A force sensor acts as a shortcut around this. It allows the robot to simply tell when it has applied enough force to pick up an object without damaging it. Not only does this simplify the robot’s programming needs, but it also allows the robot to handle more delicate objects.

Proximity sensors are also invaluable. Many industrial robots must be in safety enclosures to prevent a passing employee from accidentally being hit. With proximity sensors, industrial robots can detect when something is nearby, whether that be a wall, a piece of equipment, or a person. This improves workplace safety in addition to making robots more efficient to deploy.

Proximity sensors can reduce the amount of programming needed for a robot. Rather than programming how far to travel, proximity sensors tell it to stop or when it’s too close to something.

Sensors Expand the Capabilities of Industrial Robots

Industrial robots were typically limited to performing a single programmed task in the past. With the help of smart sensors, they can do new jobs and operate more flexibly. New technologies like AI computer vision have significantly expanded what industrial robots can do, adding tasks previously only possible for humans.

Autonomous Navigation

Smart sensors for robots aren’t just helpful for pick-and-place applications. They’re also transforming the way mobile industrial robots operate. RFID tags, proximity sensors, and infrared sensors are becoming increasingly common in warehouses, where they help mobile robots autonomously navigate around facilities.

Before, a robot would need to run on a track or have a route carefully programmed to move around. This can be especially dangerous in warehouses and industrial spaces where the robot could accidentally run into a passing employee.

With sensors, the robot has “eyes” that allow it to navigate and avoid running into things and people. RFID tags help the robot orient itself, while infrared and proximity sensors tell it what its surroundings are. IoT sensors can even monitor where autonomous robots are around a facility remotely.

Smart sensors can make industrial robots safer for employees to work around in addition to enabling autonomous navigation. By giving industrial robots sensors that help them work better with humans, they become collaborative robots, or “cobots.” One of the top benefits of collaborative robots is improved safety thanks to their smart sensors.

Computer Vision

Computer vision involves turning a camera into a sensor for a robot using an AI algorithm. The camera becomes the robot’s eyes. Footage from the camera is processed in real-time by an AI algorithm trained to recognize specific images. Depending on what the algorithm detects in the camera footage, the algorithm will give the robot a command. This effectively allows the robot to sense its surroundings as a human would.

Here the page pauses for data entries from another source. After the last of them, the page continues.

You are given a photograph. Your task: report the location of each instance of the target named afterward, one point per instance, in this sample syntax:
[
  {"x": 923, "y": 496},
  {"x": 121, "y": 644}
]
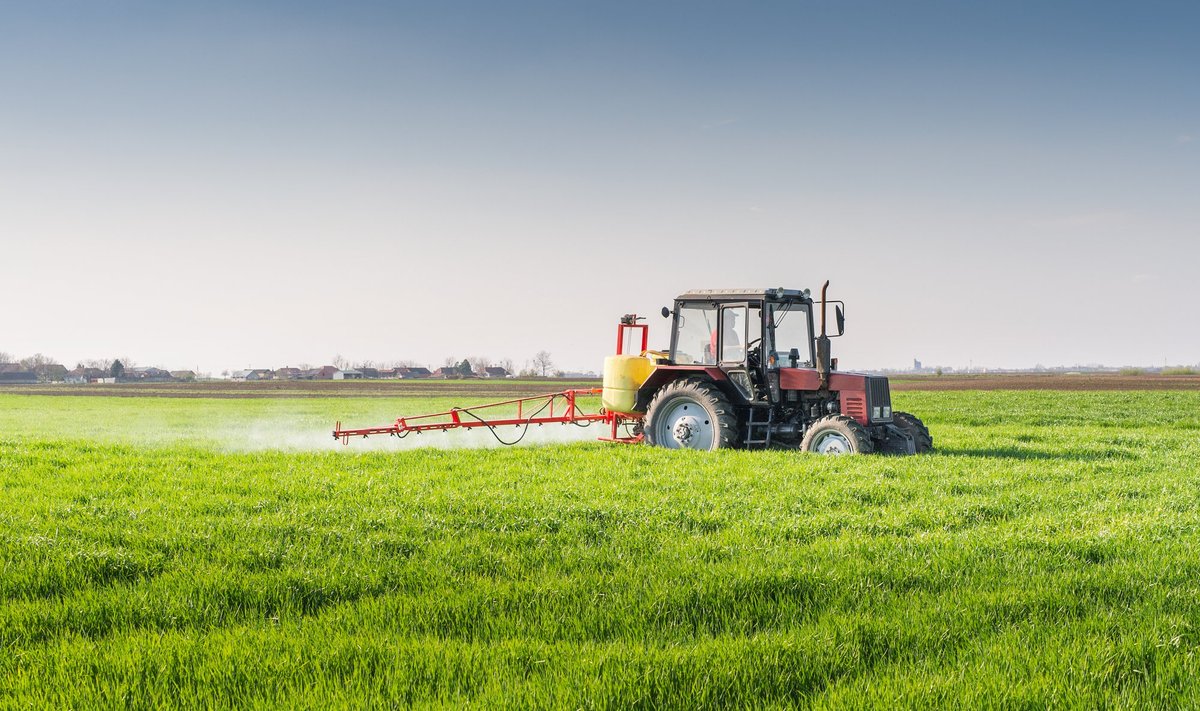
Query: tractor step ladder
[{"x": 759, "y": 426}]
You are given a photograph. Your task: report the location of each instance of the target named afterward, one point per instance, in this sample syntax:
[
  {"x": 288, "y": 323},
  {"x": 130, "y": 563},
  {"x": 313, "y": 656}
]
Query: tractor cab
[
  {"x": 749, "y": 334},
  {"x": 750, "y": 368}
]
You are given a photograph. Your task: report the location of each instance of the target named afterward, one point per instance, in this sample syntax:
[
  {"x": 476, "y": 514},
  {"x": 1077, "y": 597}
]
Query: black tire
[
  {"x": 691, "y": 413},
  {"x": 837, "y": 434},
  {"x": 917, "y": 429}
]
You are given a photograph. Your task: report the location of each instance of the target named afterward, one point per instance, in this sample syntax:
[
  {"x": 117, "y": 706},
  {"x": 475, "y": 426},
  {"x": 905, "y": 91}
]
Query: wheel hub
[
  {"x": 833, "y": 443},
  {"x": 684, "y": 429},
  {"x": 684, "y": 424}
]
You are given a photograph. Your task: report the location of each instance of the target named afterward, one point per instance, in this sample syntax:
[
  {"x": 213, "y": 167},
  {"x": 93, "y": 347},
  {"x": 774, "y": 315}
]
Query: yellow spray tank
[
  {"x": 623, "y": 375},
  {"x": 627, "y": 370}
]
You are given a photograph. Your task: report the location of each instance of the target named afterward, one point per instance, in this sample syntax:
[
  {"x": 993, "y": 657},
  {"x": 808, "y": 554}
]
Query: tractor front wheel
[
  {"x": 837, "y": 434},
  {"x": 691, "y": 414}
]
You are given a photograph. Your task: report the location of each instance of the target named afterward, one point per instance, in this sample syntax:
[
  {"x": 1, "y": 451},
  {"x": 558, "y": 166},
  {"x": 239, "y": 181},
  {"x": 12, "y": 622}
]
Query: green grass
[{"x": 150, "y": 555}]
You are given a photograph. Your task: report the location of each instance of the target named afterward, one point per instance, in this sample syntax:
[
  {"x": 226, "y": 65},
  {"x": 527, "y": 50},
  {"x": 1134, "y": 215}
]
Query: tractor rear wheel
[
  {"x": 837, "y": 434},
  {"x": 691, "y": 414},
  {"x": 916, "y": 429}
]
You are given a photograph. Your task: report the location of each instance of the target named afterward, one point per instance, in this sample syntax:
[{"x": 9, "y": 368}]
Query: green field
[{"x": 228, "y": 554}]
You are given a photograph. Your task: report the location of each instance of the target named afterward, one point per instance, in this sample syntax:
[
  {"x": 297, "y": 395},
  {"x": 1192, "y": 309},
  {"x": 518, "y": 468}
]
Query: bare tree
[
  {"x": 543, "y": 363},
  {"x": 40, "y": 365},
  {"x": 479, "y": 364}
]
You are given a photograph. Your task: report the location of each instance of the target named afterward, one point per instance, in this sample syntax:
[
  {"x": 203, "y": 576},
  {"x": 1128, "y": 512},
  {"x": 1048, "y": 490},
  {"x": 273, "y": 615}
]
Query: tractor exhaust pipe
[{"x": 823, "y": 363}]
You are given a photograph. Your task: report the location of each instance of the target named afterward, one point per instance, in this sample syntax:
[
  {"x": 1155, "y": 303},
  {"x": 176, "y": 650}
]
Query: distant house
[
  {"x": 85, "y": 375},
  {"x": 52, "y": 372},
  {"x": 13, "y": 374},
  {"x": 145, "y": 375}
]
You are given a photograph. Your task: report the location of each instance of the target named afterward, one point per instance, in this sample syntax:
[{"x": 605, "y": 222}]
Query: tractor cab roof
[{"x": 745, "y": 294}]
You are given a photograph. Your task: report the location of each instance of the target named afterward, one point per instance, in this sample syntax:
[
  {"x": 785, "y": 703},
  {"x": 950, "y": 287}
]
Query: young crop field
[{"x": 227, "y": 553}]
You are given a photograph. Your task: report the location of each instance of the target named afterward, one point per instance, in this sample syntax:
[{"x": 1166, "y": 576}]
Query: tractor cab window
[
  {"x": 695, "y": 338},
  {"x": 733, "y": 328},
  {"x": 791, "y": 330}
]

A great example of this is the use of an AI camera sensor on an industrial robot that sorts plastic waste at Evergreen, a PET recycling facility. Thanks to the smart camera sensor and AI algorithm, Evergreen was able to increase their plastic bottle pick rates by 200% and remove up to 90% of contamination on the bottles.

Computer vision can also allow industrial robots to perform autonomous quality control. QC is one of the most critical parts of the manufacturing process, but it can be time-consuming. Industrial robots with smart cameras can rapidly detect defects using computer vision, often with greater accuracy than a human quality control specialist.

Innovating With Smart Sensors for Robots

Smart sensors can expand the capabilities of industrial robots, making them smarter, better optimized, and safer for employees. Sensors within the robot can enable a predictive maintenance schedule, which can reduce repair costs and improve robotic equipment’s performance and life span.

External sensors can help industrial robots detect their surroundings and navigate safely and autonomously, opening up countless automation possibilities. AI-powered smart sensors can even mimic human senses, allowing robots to perform complex tasks like quality control. Adopting smart sensors in industrial robots not only makes the robots smarter but also transforms industrial operations for maximum efficiency and productivity.